Enviada em 08/04/2018

Com o advento da Primeira Revolução Industrial, houve um aumento na oferta e na compra de produtos, que tornaram-se obsoletos cada vez mais rápido. Esse cenário, atualmente, de consumo desenfreado se matem presente na realidade dos brasileiros, trazendo problemas em aspectos financeiros e ambientais.

Segundo o escritor e representante da FALASP, Federação das Academias de Letras e Artes de São Paulo, Jaak Bosmans, “a globalização encurtou as distâncias métricas, aumentando muito mais as distâncias afetivas”. Fato que se confirma com cidadãos que buscam no consumismo suprir as carências emotivas, em detrimento da estabilidade econômica.  Por conseguinte, pessoas veem-se endividadas por acreditarem em propagandas que afirmam que a felicidade é adquirida com bens materiais.

Outro fator negativo, causado pela irresponsabilidade na hora de comprar, é o excesso de lixo gerado. De acordo com o  Panorama dos Resíduos Sólidos no Brasil de 2016, anualmente, o Brasil produz cerca de 71,3 milhões de toneladas de RSU (Resíduos Sólidos Urbanos). Como resultado, autoridades, tanto municipais, quanto estaduais tentam, dificultosamente, encontrar medidas adequadas para o descarte dos resíduos.

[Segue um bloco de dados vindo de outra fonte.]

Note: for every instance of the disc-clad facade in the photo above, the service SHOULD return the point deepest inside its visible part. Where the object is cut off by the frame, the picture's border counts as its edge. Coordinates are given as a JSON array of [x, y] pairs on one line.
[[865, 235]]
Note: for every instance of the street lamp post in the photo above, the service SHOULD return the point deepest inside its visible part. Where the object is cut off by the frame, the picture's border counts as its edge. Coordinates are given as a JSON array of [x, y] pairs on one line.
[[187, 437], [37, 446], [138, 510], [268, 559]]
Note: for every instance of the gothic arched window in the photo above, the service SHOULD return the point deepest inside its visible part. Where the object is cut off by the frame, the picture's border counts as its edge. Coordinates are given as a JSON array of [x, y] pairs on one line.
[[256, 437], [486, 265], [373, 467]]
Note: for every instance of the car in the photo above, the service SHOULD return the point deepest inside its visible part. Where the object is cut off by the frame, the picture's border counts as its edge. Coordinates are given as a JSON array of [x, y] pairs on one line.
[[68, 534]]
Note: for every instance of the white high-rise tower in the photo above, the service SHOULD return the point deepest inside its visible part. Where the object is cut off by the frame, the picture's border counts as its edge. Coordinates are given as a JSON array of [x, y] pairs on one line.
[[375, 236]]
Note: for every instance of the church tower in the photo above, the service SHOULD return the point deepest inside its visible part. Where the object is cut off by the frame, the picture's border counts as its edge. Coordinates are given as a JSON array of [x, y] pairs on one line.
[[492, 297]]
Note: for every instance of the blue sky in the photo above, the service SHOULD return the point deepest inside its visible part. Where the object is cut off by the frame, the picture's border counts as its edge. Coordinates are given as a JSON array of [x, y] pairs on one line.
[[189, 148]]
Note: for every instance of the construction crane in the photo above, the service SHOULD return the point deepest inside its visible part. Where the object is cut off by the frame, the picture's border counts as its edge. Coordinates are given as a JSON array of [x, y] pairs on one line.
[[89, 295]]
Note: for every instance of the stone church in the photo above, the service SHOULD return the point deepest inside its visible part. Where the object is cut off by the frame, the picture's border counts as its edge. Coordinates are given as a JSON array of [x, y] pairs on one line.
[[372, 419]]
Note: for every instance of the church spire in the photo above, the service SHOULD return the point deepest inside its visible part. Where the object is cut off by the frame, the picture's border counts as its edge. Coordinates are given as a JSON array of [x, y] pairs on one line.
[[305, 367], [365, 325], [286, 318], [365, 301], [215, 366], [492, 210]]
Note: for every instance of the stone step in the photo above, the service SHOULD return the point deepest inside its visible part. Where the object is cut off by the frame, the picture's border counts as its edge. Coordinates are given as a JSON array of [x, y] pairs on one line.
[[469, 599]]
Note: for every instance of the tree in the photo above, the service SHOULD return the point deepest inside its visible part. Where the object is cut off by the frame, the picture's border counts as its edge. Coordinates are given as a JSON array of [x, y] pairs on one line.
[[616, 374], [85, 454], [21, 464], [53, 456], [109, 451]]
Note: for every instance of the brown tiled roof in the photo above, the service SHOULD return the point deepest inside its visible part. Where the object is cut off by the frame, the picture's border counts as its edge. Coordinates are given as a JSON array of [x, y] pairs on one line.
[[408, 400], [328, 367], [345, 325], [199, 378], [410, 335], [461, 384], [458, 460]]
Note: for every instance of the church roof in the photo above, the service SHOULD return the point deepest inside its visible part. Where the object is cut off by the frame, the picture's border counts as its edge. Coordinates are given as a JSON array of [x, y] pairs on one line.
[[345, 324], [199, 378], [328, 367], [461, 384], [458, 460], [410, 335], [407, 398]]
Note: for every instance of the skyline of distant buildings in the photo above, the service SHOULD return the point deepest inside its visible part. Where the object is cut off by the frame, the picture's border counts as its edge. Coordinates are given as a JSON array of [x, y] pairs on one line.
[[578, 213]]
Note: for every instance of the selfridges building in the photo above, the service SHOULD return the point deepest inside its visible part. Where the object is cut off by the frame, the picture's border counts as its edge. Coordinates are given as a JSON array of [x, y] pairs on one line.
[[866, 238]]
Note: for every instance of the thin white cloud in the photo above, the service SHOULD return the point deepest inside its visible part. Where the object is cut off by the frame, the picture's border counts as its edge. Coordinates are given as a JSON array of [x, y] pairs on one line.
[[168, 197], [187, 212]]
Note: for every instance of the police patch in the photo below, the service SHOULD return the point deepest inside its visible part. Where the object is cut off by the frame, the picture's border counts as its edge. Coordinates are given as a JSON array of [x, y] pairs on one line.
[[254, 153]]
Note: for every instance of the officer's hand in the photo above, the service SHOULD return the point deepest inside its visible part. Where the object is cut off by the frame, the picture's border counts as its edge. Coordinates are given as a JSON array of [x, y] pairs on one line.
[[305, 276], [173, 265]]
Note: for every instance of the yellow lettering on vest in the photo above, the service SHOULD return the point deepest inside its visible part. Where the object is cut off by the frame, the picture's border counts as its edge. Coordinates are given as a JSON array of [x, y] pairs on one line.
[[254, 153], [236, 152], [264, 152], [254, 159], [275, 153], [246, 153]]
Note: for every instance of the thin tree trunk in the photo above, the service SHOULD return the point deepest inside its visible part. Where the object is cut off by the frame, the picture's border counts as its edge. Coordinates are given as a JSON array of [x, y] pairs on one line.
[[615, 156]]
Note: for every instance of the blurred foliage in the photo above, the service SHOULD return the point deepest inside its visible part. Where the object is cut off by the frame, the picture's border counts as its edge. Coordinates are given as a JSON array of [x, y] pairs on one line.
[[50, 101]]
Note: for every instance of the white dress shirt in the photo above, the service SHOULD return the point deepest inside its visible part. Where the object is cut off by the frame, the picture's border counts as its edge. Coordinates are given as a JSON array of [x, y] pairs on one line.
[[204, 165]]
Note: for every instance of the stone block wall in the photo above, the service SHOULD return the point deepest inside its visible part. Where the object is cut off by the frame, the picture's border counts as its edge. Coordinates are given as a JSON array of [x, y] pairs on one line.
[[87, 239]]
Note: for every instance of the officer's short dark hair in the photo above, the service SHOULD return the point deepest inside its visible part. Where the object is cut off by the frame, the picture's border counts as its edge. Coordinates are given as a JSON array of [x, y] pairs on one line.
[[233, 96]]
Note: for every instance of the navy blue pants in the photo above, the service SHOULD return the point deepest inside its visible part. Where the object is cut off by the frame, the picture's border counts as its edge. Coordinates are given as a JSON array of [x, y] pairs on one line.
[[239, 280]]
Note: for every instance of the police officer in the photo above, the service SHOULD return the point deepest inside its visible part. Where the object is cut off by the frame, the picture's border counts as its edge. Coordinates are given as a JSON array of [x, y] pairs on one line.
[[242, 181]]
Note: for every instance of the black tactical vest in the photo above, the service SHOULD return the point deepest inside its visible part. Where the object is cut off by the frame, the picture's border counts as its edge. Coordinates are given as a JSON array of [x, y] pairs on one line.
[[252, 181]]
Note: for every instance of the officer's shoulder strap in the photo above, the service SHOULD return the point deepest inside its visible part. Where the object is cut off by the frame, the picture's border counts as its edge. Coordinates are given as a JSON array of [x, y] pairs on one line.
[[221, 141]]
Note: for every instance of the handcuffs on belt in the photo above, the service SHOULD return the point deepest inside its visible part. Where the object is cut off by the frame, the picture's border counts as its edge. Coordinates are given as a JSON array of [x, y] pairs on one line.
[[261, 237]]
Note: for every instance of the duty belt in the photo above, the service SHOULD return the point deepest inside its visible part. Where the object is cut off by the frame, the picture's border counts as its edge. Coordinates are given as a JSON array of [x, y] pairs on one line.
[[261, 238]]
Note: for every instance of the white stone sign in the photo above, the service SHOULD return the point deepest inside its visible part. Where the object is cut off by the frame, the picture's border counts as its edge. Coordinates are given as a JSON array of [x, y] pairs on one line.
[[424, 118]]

Em virtude dos fatos mencionados, fica notório que o consumismo traz consequências  não só para o indivíduo, mas também para toda a sociedade. Sendo assim, é necessário que o CONAR, Conselho Nacional de Autorregulamentação Publicitária, adote uma postura mais rígida em relação a campanhas com forte apelo emocional, com o intuito de evitar que as pessoas adquiram produtos para sentirem-se felizes. Ademais, ONGs deverão divulgar palestras, durante os comercias televisivos, a fim de informar os cidadãos sobre os malefícios de compras desregradas.